We’re on the visitors’ terrace at Frankfurt Airport overlooking the airfield. At the gates at Terminal 2 we see people boarding planes that will take them to São Paulo, Tokyo or Los Angeles. “My plane to New York leaves in three hours,” Uwe says, “so we have some time to talk.”
Uwe Dreher is the global marketing director for BMW i. We spoke to him over the phone a few days ago and asked him if he would share his story with us. “To prepare for the launch of the BMW i cars at the end of next year, I’m having to travel extensively,” Uwe said. “My life resembles the George Clooney movie Up in the Air.
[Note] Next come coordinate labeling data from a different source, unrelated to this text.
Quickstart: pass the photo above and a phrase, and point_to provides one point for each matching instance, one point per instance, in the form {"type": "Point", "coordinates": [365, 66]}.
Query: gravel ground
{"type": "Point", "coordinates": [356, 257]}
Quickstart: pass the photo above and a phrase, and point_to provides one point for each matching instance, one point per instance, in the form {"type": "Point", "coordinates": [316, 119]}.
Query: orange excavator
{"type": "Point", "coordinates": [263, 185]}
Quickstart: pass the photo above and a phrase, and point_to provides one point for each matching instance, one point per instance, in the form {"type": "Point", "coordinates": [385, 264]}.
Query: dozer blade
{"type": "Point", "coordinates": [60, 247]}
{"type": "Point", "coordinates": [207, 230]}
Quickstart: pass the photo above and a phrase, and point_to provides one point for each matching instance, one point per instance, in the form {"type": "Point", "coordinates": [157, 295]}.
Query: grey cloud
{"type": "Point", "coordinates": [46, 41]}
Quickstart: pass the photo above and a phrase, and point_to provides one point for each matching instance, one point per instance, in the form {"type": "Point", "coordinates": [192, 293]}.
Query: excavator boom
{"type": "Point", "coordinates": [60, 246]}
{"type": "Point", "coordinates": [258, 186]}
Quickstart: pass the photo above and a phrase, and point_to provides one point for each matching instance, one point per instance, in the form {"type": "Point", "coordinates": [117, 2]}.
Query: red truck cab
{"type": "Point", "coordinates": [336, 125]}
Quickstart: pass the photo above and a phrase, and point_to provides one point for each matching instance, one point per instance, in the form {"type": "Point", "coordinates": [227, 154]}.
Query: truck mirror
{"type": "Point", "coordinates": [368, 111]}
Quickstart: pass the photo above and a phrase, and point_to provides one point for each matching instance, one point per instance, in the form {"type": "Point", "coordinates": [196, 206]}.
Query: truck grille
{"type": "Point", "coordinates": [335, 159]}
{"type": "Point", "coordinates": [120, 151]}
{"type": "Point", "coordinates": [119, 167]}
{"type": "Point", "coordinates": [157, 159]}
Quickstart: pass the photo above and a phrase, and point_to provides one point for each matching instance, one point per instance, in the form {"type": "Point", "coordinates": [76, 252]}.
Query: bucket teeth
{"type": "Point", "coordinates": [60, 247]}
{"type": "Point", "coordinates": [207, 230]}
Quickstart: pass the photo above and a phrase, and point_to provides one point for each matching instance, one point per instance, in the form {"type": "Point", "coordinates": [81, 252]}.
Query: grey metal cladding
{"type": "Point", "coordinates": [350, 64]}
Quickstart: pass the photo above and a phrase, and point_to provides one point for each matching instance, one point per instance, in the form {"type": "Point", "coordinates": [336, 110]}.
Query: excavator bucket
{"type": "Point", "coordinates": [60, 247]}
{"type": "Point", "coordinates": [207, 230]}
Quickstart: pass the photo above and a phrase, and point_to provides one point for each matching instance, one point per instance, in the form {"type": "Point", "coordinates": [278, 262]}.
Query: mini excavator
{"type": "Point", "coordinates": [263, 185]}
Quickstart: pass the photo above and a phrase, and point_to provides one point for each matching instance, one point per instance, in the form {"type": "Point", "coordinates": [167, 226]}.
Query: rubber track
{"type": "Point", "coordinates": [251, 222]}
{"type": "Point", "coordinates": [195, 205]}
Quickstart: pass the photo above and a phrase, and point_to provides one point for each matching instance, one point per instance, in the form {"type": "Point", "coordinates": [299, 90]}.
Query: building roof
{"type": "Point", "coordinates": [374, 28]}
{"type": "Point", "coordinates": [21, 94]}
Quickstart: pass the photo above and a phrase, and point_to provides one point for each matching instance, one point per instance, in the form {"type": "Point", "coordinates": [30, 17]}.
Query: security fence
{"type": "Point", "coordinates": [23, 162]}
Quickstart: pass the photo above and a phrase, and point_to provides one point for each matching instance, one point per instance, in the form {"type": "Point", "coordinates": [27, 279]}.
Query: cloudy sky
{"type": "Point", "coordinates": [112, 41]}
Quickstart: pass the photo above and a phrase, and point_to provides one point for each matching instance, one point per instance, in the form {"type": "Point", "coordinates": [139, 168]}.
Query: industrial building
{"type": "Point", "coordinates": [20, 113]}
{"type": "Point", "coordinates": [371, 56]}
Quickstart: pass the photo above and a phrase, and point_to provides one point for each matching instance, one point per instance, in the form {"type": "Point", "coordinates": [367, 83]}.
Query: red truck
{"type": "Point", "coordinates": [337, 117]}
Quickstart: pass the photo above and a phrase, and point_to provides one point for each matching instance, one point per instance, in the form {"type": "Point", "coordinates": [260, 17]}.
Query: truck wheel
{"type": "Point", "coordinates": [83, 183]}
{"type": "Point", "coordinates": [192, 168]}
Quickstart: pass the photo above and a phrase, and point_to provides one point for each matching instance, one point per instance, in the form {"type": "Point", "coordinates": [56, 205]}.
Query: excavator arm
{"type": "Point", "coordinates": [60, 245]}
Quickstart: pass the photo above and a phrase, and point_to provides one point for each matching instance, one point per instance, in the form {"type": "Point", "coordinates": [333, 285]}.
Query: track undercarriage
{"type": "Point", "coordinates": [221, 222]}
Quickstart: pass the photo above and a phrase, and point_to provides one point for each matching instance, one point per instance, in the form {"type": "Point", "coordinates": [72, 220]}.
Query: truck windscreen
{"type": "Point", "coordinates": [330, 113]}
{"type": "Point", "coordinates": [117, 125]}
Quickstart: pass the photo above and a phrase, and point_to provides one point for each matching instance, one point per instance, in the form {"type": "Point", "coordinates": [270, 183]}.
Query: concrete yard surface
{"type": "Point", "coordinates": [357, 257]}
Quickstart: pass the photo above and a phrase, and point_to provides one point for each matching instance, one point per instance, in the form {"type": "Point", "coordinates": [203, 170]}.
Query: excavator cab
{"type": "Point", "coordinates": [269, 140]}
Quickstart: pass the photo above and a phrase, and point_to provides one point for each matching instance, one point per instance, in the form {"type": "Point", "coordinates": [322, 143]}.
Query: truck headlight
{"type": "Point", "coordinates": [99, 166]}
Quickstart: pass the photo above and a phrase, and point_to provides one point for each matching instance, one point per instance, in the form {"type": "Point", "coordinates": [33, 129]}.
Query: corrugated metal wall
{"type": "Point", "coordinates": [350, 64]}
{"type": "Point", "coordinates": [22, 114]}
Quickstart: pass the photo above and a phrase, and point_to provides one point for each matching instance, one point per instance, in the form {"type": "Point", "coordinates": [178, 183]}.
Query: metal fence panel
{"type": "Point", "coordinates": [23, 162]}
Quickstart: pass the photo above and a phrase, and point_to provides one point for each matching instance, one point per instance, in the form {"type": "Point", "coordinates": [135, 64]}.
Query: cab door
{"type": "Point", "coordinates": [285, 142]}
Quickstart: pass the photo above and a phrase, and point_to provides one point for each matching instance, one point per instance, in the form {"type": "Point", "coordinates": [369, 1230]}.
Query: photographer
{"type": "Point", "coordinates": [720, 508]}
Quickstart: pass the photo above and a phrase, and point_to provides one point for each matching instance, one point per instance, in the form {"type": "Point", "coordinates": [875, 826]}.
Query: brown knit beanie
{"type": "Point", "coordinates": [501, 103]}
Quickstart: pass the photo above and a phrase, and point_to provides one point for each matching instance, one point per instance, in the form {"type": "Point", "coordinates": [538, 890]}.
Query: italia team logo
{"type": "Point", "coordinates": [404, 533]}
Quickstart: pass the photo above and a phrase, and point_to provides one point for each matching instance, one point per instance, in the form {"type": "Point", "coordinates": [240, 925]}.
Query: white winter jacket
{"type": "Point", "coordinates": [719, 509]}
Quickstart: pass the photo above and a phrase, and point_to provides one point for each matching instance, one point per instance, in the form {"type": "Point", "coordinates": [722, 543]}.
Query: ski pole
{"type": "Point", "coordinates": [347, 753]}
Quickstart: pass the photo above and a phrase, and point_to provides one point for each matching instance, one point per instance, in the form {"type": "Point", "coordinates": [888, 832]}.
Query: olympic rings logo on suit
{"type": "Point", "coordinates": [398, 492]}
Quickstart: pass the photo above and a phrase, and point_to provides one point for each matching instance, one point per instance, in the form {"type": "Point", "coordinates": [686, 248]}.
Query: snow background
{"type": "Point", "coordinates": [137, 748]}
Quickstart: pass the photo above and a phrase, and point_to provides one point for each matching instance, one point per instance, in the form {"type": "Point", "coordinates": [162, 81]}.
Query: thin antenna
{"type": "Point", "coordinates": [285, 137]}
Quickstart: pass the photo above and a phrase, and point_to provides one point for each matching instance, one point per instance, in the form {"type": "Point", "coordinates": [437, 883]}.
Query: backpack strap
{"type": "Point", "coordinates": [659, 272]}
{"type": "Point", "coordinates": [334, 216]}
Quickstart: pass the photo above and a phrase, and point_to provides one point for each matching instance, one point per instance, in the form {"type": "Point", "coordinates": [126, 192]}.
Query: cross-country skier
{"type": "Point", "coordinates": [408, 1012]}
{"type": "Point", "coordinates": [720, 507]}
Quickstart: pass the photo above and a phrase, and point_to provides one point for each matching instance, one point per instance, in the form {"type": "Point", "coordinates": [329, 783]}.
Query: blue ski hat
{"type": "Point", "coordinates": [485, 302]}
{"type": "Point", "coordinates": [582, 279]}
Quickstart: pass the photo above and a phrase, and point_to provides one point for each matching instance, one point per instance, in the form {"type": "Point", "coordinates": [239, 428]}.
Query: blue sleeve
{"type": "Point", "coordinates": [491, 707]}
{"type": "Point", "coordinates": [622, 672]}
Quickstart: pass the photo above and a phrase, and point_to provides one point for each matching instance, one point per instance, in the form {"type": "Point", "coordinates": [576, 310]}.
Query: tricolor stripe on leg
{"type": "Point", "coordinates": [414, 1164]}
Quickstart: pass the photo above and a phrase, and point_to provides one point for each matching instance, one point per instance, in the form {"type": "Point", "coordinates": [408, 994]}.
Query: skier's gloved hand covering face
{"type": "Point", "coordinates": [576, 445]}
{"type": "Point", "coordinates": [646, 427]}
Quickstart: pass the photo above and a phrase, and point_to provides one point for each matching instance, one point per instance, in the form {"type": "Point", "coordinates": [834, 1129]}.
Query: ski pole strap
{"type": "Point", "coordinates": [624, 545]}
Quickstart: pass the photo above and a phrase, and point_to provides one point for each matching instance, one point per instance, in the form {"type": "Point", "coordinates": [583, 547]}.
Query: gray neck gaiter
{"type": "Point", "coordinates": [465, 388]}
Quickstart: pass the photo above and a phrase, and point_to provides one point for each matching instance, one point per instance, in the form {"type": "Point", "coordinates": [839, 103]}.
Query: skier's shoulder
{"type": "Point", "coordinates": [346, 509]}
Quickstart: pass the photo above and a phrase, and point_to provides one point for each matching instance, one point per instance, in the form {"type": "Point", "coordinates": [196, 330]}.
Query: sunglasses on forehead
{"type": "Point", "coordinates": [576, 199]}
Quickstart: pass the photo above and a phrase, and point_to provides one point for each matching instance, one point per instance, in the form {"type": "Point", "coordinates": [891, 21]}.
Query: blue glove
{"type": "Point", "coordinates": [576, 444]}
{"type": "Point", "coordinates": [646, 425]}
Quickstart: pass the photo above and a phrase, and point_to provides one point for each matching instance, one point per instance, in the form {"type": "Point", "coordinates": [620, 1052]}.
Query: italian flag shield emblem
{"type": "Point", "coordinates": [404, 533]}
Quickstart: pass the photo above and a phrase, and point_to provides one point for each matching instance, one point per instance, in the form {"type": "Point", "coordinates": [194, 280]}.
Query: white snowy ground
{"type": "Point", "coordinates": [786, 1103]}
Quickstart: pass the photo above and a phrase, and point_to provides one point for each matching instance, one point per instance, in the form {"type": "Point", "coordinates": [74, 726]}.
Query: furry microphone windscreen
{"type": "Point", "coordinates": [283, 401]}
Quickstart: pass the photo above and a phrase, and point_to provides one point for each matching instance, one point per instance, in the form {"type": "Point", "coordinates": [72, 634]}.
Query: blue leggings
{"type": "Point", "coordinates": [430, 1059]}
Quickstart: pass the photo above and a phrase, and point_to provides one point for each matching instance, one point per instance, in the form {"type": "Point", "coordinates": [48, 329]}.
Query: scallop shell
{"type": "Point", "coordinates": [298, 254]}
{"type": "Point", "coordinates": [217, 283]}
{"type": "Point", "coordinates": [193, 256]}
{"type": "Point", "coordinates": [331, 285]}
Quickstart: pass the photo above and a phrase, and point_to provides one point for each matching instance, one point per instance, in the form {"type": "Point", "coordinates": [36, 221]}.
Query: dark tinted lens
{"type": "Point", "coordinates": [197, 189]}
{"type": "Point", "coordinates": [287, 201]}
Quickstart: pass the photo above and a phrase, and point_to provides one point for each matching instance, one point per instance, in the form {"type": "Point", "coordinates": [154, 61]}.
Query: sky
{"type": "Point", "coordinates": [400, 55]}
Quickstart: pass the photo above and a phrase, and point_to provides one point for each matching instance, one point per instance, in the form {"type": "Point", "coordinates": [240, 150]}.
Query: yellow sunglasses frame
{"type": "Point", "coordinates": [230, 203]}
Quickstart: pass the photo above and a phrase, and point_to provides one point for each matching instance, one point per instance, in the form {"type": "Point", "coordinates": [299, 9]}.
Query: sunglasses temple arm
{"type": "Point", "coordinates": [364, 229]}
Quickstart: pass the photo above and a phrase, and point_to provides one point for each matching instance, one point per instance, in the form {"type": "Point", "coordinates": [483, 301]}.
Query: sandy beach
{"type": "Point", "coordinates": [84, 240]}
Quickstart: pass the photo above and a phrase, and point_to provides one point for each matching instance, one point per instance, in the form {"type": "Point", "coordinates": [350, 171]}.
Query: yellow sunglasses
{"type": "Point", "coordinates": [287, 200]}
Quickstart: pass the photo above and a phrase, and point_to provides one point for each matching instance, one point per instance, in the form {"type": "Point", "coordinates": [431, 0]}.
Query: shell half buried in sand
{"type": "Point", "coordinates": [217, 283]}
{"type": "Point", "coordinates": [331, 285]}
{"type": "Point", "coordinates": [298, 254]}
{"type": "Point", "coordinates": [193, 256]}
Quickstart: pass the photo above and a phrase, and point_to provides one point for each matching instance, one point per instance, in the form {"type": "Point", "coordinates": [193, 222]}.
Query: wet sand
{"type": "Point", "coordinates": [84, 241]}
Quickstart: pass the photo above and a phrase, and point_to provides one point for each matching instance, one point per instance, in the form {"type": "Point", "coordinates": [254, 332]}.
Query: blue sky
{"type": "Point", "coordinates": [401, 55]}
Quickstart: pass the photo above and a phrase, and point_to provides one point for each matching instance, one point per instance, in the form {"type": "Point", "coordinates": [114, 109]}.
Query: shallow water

Maybe we can meet at the airport.”
And so here we are, on the visitors’ terrace at Frankfurt International Airport.
“The idea for establishing BMW i as a sub-brand of BMW started some years ago,” Uwe says. “We did global research on mobility 10 years ago and were kind of shocked by the findings. Research in Tokyo showed a change in the behaviour of young people. Until then, when you turned 18, normal behaviour had been that you wanted to get your driver’s license and bought a car. That meant freedom. Nowadays, in mega cities like Tokyo, having a car means hassle, congestion, traffic jams, parking problems. And because public transport in a city like Tokyo is perfectly well organised, you need your own car less and less.”
“For a car manufacturer these findings are kind of worrying,” I say.
“Another finding came from San Francisco, from the upscale residential areas,” Uwe continues. “Traditionally, in the parking lots in front of the expensive houses, you would find upscale cars, like BMW or Porsche. But research showed that, increasingly, cars like the Toyota Prius hybrid were replacing the high-end luxury cars. Sustainability was the new chic!”
“Interesting findings,” I say, “but that was 10 years ago. What has happened since then?”
“We did some field trials,” Uwe says. “We developed our electric Mini E and BMW ActiveE fleet to gain widely applicable hands-on experience. The BMW Group is the world’s first manufacturer of premium automobiles to deploy a fleet of over 600 all-electric vehicles for private use in daily traffic. We knew that putting electric components into a car designed for a fuel engine was not the solution.”
“And behind the scenes?” I ask. “What was the secret plan, behind the scenes?”
“We started from scratch, defining the next generation electric car, an electric born car,” Uwe says. “Why does a modern car look the way it does? Because it is based on the traditional conception of what a car should look like. Not this one, which we call a purpose-built electric car.”
The sound of an aeroplane taking off, forces Uwe to pause for a second. We follow the plane as it accelerates down the runway and lifts off. “BMW i is not just cars,” Uwe says as the decibels fade away. “It’s a global mobility project, for which I travel a lot.”
“Have you reached the ‘über elite black card ConciergeKey frequent flyer status’ already?” Maarten asks. “You said your life resembles George Clooney’s in Up in the air. In the story he’s trying to get to 10 million frequent flyer miles.”
“I remember,” Uwe says, “No, it’s not that bad.
“In my story, the idea is to answer the two trends,” he continues. “The sustainability chic in San Francisco and the mobility issues in mega cities like Tokyo. The car gives answers to the first one. The BMW i3 will be the most advanced electric car in the world. And it will be the most sustainable car in the world – in production, in use, and in recycling.”
Uwe pauses for a few seconds to let his words sink in.
“For the mobility issues in mega cities we had to come up with a concept beyond the most advanced electric car,” Uwe continues. “In addition to the vehicles themselves, the mobility services are another component of BMW i. Not everybody in the world’s major urban centres still wants to own their own vehicle. Together with Sixt, the car rental company, we created a state-of- the-art mobility service called ‘DriveNow’, a free-floating car-sharing system, aiming precisely at this market. The special highlight of this service is that vehicles do not have to be picked up from and returned to specific locations but can be hired and left wherever the customer wishes.”
“So when I’m in San Francisco, in the Golden Gate Heights,” Maarten says, “and I want to go for a ride to Fisherman’s Wharf, I look on the DriveNow app on my mobile phone, to see where I can pick up a car?”
“So I drive my BMW or MINI to the Wharf to have lunch, overlooking the San Francisco Bay,” Maarten continues, “and I look on my app to see where there is a parking space available for half a day?”
Uwe nods again. “And if you want to leave the car at Fisherman’s Wharf… that’s fine too,” he says. “Customised, flexible and above all uncomplicated. BMW i sees itself as a mobility ‘enabler’. The focus is on providing solutions for more efficient use of existing parking space, intelligent navigation systems and premium car-sharing. More innovative services are coming soon in a growing number of cities. We’ve actually only just begun.”
“Wow, can you tell us more about these mobility services?” I ask.
“I can,” Uwe says, “but then you have to take the flight to New York with me, that would give us an extra eight hours.”